Chapter Thirty-Nine

Wikipedia and Yellowfang enter a grim day and Yellowfang looks around in bafflement.

Yellowfang: Come along now Wiki, can I call you Wiki? Do your job. Inform me.

Wikipedia: The date is the 27th November, 1095. Pope Urban II is about to make what is widely considered the most influential speech of the Middle Ages, giving rise to the crusades by calling all Christians in Europe to war against Muslims in order to reclaim the Holy Land.

Yellowfang: Boring! Doesn't anything interesting ever happen in history?

Wikipedia: Insolent fool! History is what makes our world the world it is today! Because of this speech, between 60,000 to 100,000 people responded to Urban's call and marched onto Jerusalem. A great many innocent died on the way and in the Holy Land, and many of the crusaders died as well. He Muslim soldiers were at first more experienced and more likely to win, but due to the sheer number of Christian soldiers, they eventually triumphed.

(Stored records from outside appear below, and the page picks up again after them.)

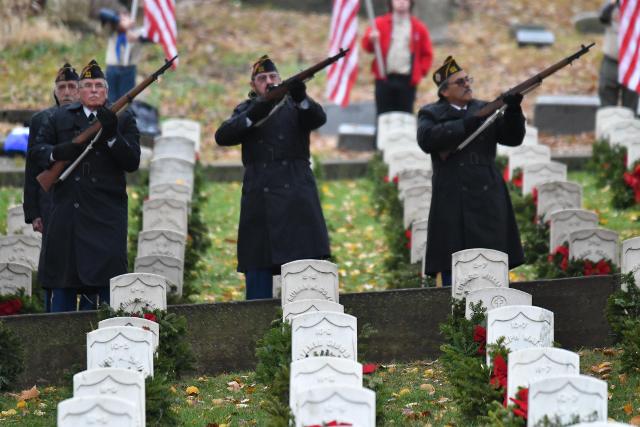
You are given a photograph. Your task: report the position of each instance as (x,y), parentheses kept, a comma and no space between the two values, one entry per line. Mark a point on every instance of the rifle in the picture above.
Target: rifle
(50,176)
(497,106)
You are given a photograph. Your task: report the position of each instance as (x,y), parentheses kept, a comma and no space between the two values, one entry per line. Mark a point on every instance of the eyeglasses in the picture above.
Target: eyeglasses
(462,81)
(97,86)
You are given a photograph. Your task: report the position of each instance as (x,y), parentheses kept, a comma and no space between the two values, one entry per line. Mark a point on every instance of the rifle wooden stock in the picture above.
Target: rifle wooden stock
(49,177)
(278,92)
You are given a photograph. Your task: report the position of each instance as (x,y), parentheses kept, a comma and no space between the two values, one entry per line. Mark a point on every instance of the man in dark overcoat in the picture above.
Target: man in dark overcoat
(281,218)
(470,205)
(86,241)
(35,201)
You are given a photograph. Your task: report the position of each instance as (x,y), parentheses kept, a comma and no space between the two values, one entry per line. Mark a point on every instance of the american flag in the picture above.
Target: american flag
(629,42)
(160,25)
(344,33)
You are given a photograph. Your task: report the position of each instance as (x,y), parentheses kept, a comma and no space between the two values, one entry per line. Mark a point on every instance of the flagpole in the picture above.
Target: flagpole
(376,42)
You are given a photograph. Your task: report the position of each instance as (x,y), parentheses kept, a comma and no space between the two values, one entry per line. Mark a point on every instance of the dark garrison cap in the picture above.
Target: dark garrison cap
(91,71)
(67,72)
(263,65)
(448,67)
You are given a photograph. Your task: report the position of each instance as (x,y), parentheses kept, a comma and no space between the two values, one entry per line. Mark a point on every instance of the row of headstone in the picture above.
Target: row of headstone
(325,377)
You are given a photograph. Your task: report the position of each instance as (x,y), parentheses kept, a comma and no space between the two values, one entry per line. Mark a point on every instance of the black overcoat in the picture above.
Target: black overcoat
(470,205)
(86,240)
(35,201)
(280,214)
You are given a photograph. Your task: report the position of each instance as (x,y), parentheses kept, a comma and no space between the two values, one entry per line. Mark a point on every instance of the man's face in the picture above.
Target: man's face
(93,92)
(66,91)
(459,91)
(262,81)
(401,6)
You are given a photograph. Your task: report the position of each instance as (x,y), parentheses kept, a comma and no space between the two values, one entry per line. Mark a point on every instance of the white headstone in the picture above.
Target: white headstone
(183,128)
(531,364)
(539,173)
(112,382)
(558,195)
(180,192)
(172,269)
(174,147)
(324,333)
(291,310)
(478,268)
(165,214)
(14,277)
(523,326)
(16,224)
(355,406)
(121,347)
(495,298)
(418,240)
(20,250)
(594,244)
(134,292)
(171,171)
(417,201)
(567,397)
(134,322)
(105,411)
(630,258)
(527,155)
(563,222)
(309,279)
(161,242)
(605,116)
(322,371)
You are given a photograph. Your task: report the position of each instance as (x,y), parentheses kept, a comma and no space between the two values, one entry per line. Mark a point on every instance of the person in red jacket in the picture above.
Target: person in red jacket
(406,53)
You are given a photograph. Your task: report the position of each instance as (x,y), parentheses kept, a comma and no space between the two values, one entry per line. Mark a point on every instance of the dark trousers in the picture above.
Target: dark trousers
(395,94)
(259,284)
(610,91)
(121,79)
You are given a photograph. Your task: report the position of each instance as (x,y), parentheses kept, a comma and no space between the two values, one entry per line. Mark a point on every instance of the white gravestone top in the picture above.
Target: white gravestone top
(558,195)
(594,244)
(355,406)
(172,269)
(418,240)
(171,171)
(174,147)
(608,115)
(16,224)
(165,214)
(134,292)
(121,347)
(495,298)
(523,326)
(309,279)
(539,173)
(531,364)
(630,258)
(293,309)
(526,155)
(563,222)
(324,334)
(105,411)
(478,268)
(112,382)
(20,250)
(161,242)
(184,128)
(566,397)
(322,371)
(417,201)
(134,322)
(14,277)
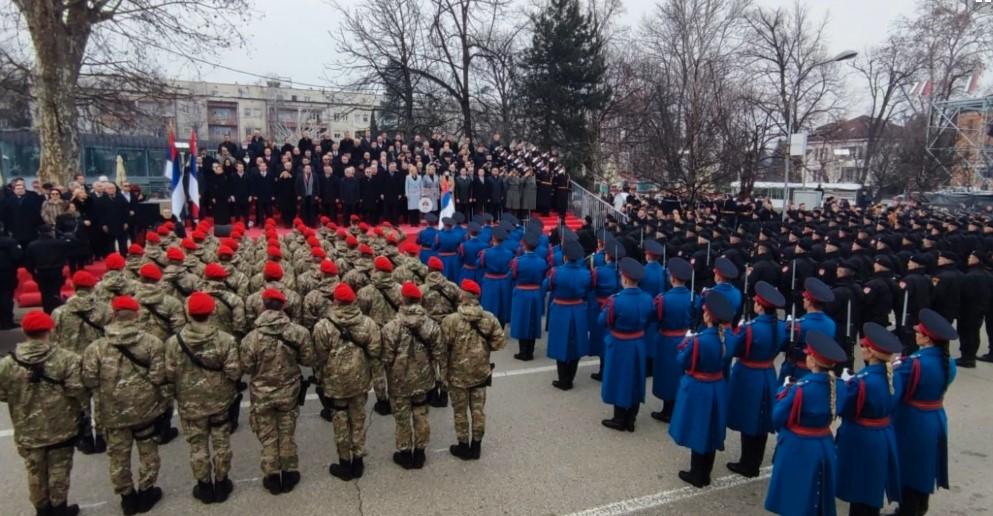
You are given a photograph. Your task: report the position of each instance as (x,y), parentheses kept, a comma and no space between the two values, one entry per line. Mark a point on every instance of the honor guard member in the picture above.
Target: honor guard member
(79,322)
(202,365)
(412,352)
(380,300)
(569,286)
(606,282)
(346,342)
(700,422)
(528,271)
(496,284)
(626,316)
(125,371)
(674,313)
(469,336)
(752,386)
(804,464)
(920,420)
(41,385)
(816,295)
(867,450)
(446,245)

Yellowfang: Blah, Blah, Blah. This isn't even the actual fighting, so it's utterly pointless! I see no death, all I see is an old man talk about stupid holy land.

Wikipedia: Stop being so disrespectful! Pope Urban II died in 1099, two weeks after the fall of Jerusalem but before news of the Christian victory had made it back to Europe. His was the first of seven major military campaigns fought over the next two centuries known as Crusades.

Yellowfang: Ugh, can we go now?

Wikipedia: Fine.

Pope Urban II: Deus Vult!

Yellowfang: Shut up!

Pope Urban II: Demon cat! See what has happened now the holy land has fallen! My soldiers, kill the cat!

Yellowfang: Uh-oh.

Yellowfang and Wikipedia run to the safety of the time machine and disappear.